The present museum was formerly a workshop owned by the porcelain makers of Limoges. Several studios were still in operation and the street was lined with examples of their work as we swung past.
Soon the GRP turned off on a muddy track but we (and the pilgrim signs) stayed on the little road and did not stop until we came to a bridge and crossed into Saint-Jeanvrin, which was almost impossibly neat and pretty.
There were a couple of streets of immaculate cottages and a church set in a lawn, where three sturdy girls were sitting at a picnic table.
To our amazement, they were fellow walkers, even though we were not now on the GR. They had big boots, massive packs and walking poles, and turned out to be German.
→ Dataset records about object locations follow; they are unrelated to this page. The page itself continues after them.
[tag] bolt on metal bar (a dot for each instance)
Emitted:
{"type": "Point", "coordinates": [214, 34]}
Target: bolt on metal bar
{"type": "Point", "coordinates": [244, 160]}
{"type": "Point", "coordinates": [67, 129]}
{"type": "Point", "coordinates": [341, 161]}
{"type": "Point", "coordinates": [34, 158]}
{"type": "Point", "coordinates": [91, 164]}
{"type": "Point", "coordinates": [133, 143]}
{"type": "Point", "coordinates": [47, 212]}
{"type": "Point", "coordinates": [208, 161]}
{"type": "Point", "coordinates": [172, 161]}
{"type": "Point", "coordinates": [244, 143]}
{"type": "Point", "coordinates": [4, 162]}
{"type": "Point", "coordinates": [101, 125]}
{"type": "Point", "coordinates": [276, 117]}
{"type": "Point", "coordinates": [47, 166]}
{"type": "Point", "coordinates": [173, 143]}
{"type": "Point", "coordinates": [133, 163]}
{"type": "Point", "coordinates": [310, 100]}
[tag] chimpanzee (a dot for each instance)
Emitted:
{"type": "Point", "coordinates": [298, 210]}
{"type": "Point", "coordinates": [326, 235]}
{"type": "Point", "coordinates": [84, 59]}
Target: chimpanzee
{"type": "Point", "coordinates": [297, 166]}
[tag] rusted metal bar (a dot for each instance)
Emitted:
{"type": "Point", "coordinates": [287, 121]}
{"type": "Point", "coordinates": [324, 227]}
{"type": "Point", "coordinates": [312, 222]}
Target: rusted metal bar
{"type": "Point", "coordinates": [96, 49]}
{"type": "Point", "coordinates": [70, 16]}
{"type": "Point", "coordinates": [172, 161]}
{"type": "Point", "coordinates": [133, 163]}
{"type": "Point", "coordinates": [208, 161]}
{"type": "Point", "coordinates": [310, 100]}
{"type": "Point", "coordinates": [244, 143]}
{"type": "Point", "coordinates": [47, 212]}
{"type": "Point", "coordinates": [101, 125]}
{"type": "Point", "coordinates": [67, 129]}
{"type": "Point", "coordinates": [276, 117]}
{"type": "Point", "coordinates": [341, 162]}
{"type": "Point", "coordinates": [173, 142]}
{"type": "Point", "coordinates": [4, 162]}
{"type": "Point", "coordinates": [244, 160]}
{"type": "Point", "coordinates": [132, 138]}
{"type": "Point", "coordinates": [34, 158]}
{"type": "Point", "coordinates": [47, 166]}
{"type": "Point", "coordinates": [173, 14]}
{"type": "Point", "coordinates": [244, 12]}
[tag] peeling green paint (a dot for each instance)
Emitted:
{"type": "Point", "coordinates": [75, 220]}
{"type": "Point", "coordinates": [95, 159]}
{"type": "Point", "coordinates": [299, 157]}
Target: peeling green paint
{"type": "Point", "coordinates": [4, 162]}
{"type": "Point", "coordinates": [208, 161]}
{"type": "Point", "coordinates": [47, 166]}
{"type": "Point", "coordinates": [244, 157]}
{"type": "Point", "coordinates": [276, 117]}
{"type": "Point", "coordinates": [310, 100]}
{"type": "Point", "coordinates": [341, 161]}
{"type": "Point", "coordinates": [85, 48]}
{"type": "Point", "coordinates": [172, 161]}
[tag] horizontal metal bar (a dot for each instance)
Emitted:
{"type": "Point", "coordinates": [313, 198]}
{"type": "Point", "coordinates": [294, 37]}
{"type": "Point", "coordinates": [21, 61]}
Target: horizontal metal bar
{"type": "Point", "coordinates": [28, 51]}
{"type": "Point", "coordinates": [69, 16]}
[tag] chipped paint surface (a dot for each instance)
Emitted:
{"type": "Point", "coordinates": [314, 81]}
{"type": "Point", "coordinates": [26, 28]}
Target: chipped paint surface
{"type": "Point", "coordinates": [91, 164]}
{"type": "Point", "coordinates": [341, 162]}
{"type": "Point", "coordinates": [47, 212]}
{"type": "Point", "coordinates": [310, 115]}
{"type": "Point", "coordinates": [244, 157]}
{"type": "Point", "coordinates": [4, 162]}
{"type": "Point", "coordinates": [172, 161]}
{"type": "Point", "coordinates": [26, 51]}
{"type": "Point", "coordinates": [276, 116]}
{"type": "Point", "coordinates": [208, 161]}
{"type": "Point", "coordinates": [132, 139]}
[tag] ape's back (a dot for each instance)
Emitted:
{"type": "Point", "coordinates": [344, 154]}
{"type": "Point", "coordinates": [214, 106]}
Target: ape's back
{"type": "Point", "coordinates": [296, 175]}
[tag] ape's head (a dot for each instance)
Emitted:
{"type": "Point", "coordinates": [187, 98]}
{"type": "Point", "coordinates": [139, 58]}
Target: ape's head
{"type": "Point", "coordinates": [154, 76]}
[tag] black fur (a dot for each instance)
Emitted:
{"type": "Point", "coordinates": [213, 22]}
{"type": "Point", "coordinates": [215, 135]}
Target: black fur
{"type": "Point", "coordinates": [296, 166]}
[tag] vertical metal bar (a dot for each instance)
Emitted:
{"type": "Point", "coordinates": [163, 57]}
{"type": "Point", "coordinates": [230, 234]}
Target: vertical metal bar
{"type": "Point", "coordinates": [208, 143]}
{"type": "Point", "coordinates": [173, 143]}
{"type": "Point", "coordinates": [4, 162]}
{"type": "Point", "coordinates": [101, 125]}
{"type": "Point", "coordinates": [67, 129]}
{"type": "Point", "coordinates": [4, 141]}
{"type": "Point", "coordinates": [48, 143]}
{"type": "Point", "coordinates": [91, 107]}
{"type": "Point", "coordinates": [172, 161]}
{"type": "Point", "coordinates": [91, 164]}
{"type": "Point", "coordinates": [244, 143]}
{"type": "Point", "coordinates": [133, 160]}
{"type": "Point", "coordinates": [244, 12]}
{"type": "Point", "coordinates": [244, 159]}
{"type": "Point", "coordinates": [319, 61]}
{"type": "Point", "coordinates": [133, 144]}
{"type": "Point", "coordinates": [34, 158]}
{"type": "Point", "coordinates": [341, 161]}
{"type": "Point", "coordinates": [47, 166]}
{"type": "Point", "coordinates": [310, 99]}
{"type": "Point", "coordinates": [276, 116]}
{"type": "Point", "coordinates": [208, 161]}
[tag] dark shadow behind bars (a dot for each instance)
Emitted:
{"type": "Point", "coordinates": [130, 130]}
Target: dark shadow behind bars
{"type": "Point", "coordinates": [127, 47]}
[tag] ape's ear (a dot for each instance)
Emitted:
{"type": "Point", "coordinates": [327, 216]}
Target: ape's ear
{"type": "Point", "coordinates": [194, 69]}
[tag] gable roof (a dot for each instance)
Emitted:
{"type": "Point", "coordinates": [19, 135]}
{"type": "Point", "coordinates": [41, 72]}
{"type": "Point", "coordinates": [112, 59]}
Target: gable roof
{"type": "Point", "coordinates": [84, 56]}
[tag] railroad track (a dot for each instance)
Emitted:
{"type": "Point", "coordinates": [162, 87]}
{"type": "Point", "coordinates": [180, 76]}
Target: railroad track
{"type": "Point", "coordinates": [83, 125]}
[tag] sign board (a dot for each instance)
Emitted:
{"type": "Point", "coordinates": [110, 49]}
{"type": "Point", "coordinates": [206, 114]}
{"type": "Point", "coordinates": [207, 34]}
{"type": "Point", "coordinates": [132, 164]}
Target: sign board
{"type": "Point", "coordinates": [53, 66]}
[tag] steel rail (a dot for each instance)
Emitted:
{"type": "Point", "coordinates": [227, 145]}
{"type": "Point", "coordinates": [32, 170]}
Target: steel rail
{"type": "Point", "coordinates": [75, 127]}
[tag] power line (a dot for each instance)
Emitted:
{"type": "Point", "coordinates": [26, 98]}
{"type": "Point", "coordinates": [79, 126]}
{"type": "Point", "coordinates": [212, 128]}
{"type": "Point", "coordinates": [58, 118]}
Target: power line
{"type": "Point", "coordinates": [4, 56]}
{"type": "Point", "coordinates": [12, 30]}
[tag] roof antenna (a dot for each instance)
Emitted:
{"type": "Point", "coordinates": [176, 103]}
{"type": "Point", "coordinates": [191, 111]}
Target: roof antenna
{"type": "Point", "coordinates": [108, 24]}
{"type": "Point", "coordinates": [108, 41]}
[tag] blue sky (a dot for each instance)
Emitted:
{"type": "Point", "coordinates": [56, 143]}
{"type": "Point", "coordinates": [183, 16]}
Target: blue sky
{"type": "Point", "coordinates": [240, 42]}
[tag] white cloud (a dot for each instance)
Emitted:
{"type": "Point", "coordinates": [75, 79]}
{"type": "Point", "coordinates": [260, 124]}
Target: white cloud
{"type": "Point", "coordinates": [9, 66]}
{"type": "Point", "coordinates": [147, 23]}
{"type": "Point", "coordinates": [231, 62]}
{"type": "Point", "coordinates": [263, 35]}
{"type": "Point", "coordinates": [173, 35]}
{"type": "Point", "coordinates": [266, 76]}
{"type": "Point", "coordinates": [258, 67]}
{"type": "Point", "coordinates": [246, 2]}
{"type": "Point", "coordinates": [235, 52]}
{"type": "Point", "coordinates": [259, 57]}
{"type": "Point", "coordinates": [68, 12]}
Both parties were delighted to exchange stories and information, fortunately in English.
After lunch we inspected the pearly white interior of the church with its frescoes and decorated arches, intimate and lovely.
The German girls had gone when we came out and we followed them, rejoining the GR654 at Sept Fonds. Half an hour later we pulled up into Chateaumeillant, an ancient town on a ridge, which we later found out was one of the most important places in the whole of pre-Roman Gaul.
The town has been known for its wines since the fifth century, and its present fame rests on its gamay “gris”, made by crushing the grapes immediately after picking. On the main street there was a heavy old church, much restored, and just across the road, a bar for our after-lunch coffee.
Like many wine towns, it was not particularly attractive in itself, but it had the unusual virtue of a camping ground and we looked forward to a night under the stars, or more likely under the clouds. The camping ground was about a kilometre from the centre, on an artificial lake.
On our way down there, we passed a bar/restaurant with a sign advertising a delicious-sounding menu for €11. There was also a sign offering pizzas on Friday and Saturday nights. I went in to verify that they would be open in the evening, and was assured that they would be.
The German girls were eating icecreams outside and we stopped for another chat. They were pressing on to a gîte at Néret for the night, which we thought odd, as it was not on the GR.
The camping ground was delightfully situated and as neat as a pin. We put up our tent on a hedged lawn not far from the lake.
Our next-door neighbours invited us for a cup of tea outside their handsome caravan. They were Dutch, from Rotterdam, where they had an apartment in what looked like a huge blue vertical DVD player, right on the river (they showed us a picture of it).
We had showers and lay down to rest on the grass while our washing flapped briskly in the breeze. It was cool now that we were no longer walking.
Before dinner we walked to the end of the camping ground and found a likely-looking track heading in a good direction for tomorrow.
A helicopter swooped low overhead and landed on the sports field behind the lake – apparently a boy had fallen five metres onto his head and was being taken to hospital.
Up at the restaurant, we sat indoors and drank pastis and rosé. It was a plain room dominated by a television screen showing Wimbledon. Then we asked for the menu and found out that on Fridays and Saturdays it was pizza or nothing, as there was no chef.
This did not seem too bad, and we ordered one with mushrooms and one with anchovies. A great length of time later, we were served one salmon and one four cheeses, both of which were disgusting, made on cheap, stodgy supermarket bases with tasteless toppings.
It was the worst meal we had ever had in France, and most of it ended up in my plastic bag, in the hope that it would taste better for lunch the next day. As we left, we saw a mushroom and an anchovy pizza being placed in front of another bewildered couple.